Europol has launched the latest phase of its Operation Endgame, looking to disrupt the activities of some of the largest malware operations active today.

A press release published on Europol’s website claims between November 10 and 13 its agents, together with national law enforcement agencies from a handful of European countries, disrupted Rhadamanthys, VenomRAT, and Elysium.

The activities resulted in more than 1,000 servers either taken down or disrupted, 20 domains seized, and 11 locations searched (one in Germany and Greece, and nine in the Netherlands). Furthermore, one person was arrested, suspected of operating VenomRAT.

Europol's activities

The dismantled malware infrastructure consisted of “hundreds of thousands of infected computers containing several million stolen credentials,” Europol explained.

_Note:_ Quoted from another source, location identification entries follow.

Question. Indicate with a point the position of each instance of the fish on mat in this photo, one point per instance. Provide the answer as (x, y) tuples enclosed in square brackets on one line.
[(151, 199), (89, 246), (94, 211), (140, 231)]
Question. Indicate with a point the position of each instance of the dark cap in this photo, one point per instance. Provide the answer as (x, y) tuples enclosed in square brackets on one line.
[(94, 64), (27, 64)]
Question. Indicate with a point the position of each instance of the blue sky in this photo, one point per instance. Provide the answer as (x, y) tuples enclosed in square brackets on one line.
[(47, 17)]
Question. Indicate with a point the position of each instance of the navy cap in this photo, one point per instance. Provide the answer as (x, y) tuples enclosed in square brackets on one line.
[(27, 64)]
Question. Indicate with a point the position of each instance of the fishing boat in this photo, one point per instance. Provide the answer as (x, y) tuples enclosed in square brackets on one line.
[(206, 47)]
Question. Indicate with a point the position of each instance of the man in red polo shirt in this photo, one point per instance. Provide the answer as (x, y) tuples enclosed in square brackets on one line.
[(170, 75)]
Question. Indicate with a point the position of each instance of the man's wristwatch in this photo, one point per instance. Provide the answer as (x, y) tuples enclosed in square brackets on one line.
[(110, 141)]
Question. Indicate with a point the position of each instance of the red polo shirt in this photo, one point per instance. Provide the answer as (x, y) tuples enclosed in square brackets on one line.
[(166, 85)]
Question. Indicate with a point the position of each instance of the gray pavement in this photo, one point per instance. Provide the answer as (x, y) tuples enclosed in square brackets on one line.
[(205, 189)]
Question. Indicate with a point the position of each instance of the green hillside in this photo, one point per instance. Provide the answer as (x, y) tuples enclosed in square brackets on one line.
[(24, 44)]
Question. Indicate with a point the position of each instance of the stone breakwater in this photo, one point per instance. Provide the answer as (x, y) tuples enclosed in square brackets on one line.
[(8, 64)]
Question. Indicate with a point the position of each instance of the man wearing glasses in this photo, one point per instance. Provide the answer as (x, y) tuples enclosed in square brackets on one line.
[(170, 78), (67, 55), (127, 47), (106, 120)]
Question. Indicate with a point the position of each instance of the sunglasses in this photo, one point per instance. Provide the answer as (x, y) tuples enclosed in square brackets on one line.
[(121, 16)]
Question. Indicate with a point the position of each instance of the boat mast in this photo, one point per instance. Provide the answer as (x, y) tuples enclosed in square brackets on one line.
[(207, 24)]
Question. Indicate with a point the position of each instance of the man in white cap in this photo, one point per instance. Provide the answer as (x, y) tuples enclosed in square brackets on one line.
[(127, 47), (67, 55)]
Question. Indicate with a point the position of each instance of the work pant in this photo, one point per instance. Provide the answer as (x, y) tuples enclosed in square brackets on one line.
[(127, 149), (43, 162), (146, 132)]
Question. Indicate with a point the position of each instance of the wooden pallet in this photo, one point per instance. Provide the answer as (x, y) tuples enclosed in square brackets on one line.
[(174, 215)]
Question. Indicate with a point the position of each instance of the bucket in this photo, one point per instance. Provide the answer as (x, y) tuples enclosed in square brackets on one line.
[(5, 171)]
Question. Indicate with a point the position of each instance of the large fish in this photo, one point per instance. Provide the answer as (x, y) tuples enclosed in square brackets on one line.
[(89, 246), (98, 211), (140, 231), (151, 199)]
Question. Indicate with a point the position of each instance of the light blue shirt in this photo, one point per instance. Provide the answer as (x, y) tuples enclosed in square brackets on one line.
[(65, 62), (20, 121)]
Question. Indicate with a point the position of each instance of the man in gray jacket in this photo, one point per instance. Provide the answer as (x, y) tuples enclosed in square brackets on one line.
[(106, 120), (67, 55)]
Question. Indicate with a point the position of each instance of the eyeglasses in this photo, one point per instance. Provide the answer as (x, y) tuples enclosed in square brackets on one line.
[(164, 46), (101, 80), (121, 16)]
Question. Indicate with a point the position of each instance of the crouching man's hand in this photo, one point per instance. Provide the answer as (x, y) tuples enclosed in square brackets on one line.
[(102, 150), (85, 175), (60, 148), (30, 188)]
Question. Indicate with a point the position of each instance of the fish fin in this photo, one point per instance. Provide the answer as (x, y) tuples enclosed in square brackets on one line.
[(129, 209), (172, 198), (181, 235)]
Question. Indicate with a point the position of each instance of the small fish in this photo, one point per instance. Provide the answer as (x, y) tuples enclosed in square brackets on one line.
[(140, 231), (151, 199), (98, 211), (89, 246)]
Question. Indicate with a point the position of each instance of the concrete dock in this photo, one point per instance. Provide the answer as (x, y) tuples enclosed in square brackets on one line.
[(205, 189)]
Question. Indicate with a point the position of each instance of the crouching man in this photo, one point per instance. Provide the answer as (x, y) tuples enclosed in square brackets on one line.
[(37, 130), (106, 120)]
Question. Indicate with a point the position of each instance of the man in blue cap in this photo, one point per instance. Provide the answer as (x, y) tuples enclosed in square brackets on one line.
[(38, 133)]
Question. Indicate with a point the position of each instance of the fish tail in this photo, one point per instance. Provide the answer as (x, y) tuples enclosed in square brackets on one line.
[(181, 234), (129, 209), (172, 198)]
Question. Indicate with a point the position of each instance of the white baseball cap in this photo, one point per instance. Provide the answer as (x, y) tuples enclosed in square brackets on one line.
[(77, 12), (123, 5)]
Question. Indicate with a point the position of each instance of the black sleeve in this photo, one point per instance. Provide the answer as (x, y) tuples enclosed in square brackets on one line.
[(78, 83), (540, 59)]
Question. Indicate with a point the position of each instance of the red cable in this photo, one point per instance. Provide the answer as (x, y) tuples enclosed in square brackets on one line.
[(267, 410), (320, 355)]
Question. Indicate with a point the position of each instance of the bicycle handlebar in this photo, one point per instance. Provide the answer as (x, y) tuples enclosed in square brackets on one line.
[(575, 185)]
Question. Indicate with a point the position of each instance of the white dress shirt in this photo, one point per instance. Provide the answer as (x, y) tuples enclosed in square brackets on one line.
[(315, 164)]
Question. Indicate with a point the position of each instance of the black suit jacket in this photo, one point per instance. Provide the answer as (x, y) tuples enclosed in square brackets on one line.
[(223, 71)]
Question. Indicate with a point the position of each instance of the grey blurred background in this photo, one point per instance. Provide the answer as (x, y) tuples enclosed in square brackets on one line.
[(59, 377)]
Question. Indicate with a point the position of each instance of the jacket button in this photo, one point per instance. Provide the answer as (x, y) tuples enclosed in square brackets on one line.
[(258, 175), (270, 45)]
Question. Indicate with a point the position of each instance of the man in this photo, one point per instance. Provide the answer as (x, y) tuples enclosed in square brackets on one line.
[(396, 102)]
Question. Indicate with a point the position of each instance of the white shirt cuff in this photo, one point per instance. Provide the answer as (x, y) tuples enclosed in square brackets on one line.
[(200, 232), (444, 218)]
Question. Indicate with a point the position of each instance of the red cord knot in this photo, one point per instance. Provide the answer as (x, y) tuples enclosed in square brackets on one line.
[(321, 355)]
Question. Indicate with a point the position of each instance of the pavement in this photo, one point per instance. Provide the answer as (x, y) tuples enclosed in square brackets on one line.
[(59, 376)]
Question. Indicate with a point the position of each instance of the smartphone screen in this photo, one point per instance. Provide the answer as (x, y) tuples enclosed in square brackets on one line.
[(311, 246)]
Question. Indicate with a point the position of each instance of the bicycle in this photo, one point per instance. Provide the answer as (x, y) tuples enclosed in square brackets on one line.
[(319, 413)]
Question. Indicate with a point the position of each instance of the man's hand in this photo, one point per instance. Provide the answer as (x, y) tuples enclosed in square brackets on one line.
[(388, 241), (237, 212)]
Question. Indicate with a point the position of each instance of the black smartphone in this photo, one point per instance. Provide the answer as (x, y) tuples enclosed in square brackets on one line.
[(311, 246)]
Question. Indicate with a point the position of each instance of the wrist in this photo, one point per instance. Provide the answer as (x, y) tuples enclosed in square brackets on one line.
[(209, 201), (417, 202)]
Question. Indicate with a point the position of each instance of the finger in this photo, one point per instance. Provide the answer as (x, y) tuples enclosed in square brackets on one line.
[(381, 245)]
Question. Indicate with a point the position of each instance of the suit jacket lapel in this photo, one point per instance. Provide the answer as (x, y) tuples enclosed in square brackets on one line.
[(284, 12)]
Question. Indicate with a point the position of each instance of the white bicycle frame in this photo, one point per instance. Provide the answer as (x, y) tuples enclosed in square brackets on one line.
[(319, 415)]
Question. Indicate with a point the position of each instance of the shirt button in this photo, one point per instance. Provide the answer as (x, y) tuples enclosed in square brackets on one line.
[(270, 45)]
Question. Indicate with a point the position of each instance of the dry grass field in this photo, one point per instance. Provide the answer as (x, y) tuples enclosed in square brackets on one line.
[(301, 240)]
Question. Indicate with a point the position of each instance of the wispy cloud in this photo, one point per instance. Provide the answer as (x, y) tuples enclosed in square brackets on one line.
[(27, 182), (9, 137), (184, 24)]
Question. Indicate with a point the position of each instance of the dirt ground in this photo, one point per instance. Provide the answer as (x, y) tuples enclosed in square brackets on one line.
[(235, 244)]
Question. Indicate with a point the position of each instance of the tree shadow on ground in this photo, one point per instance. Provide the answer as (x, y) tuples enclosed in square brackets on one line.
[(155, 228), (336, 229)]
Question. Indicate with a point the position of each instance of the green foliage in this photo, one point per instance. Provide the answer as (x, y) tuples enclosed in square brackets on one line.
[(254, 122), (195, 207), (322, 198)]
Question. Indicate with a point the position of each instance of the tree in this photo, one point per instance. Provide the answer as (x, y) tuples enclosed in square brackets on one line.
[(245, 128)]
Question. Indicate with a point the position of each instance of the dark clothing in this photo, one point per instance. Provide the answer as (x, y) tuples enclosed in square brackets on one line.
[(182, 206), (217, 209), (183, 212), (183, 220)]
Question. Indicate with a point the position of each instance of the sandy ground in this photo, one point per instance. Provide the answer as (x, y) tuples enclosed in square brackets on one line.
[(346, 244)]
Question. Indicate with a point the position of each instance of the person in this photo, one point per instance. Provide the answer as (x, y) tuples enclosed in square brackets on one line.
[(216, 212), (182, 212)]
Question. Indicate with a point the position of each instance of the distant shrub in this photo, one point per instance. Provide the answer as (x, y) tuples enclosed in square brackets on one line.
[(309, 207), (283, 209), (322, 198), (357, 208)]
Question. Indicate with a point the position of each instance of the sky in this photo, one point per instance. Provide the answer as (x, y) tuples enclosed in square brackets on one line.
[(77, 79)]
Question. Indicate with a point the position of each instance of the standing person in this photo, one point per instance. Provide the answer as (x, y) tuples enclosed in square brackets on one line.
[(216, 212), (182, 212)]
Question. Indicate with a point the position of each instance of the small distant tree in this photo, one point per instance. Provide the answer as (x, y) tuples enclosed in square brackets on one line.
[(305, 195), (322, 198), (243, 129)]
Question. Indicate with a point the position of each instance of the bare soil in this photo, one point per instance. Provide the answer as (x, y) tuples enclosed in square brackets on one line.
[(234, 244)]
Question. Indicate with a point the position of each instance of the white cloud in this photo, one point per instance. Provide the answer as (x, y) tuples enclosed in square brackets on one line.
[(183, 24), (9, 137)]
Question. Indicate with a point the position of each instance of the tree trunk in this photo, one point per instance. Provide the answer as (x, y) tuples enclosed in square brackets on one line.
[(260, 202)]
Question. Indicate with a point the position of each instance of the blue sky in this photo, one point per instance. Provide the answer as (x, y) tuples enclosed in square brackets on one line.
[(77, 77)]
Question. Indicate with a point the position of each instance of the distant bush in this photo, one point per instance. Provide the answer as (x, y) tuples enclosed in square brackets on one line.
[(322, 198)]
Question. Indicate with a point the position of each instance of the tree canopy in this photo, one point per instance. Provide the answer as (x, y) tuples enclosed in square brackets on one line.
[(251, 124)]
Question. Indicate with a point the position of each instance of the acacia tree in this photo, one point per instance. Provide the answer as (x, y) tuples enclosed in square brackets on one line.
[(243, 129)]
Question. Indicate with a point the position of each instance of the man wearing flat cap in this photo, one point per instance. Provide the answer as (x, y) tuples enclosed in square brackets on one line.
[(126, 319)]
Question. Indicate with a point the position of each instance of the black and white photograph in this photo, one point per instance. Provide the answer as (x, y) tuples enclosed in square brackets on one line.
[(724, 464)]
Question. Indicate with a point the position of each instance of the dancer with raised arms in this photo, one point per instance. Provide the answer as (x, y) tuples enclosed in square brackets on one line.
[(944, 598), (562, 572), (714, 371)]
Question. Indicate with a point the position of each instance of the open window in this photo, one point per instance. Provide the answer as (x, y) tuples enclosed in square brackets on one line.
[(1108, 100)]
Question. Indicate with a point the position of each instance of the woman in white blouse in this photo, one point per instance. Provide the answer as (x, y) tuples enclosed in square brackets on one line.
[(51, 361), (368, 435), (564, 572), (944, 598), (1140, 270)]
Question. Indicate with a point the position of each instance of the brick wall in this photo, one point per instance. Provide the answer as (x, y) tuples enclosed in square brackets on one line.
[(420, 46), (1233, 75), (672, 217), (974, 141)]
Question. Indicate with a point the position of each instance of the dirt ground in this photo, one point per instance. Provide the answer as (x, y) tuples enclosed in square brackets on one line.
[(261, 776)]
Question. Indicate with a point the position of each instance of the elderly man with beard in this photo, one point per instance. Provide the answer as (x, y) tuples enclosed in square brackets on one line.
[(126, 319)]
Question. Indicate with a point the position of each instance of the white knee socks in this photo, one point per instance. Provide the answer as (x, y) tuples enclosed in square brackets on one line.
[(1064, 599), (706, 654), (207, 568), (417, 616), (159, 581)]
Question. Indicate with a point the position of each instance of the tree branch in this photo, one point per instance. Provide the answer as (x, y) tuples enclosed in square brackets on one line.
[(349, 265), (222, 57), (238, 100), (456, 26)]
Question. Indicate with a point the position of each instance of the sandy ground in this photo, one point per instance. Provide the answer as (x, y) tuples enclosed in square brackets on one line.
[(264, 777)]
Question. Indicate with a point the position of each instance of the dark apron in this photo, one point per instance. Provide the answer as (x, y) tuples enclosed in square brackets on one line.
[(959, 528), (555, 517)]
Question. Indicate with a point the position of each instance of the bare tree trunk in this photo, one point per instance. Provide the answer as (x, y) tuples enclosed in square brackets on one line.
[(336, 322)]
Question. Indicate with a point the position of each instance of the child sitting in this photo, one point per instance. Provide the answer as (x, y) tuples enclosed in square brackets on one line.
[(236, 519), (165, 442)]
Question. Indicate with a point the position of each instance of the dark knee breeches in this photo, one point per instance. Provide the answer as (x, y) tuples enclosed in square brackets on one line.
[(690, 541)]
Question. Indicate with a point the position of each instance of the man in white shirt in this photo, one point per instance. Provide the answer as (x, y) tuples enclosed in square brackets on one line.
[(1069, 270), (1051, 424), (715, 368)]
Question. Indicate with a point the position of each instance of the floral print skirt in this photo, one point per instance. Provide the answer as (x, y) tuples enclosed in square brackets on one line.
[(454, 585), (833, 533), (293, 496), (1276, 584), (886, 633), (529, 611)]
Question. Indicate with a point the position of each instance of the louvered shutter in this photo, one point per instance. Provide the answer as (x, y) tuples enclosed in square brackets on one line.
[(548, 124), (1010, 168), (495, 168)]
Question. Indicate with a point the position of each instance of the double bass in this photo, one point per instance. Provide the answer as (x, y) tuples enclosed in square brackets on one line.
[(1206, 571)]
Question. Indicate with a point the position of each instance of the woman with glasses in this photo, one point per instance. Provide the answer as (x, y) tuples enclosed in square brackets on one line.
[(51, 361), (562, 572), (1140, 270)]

Many of the victims were oblivious to the fact they were targeted, it added, and said that the main suspect behind the infostealer had access to “over 100,000 crypto wallets” potentially worth millions.

News of the operation first surfaced two days ago, when independent security researchers saw Rhadamanthys’ users being locked out of the platform. Those users, as well as the malware’s operators, blamed the German authorities for the disruption, and urged their users to cover up their tracks.

Operation Endgame’s last activity was in May 2025, when Europol and Eurojust dismantled a ransomware kill chain. In that operation, the police seized roughly 300 servers, took down 650 domains, and issued international arrest warrants against 20 individuals. The police also seized €3.5 million in various cryptocurrencies.

Disrupting malware operations is commendable, but without arrests, it is only a matter of time before they resurface. DanaBot, one of operations that were taken down in May, resurfaced six months later, with rebuilt infrastructure and new cryptocurrency wallets to siphon stolen funds to.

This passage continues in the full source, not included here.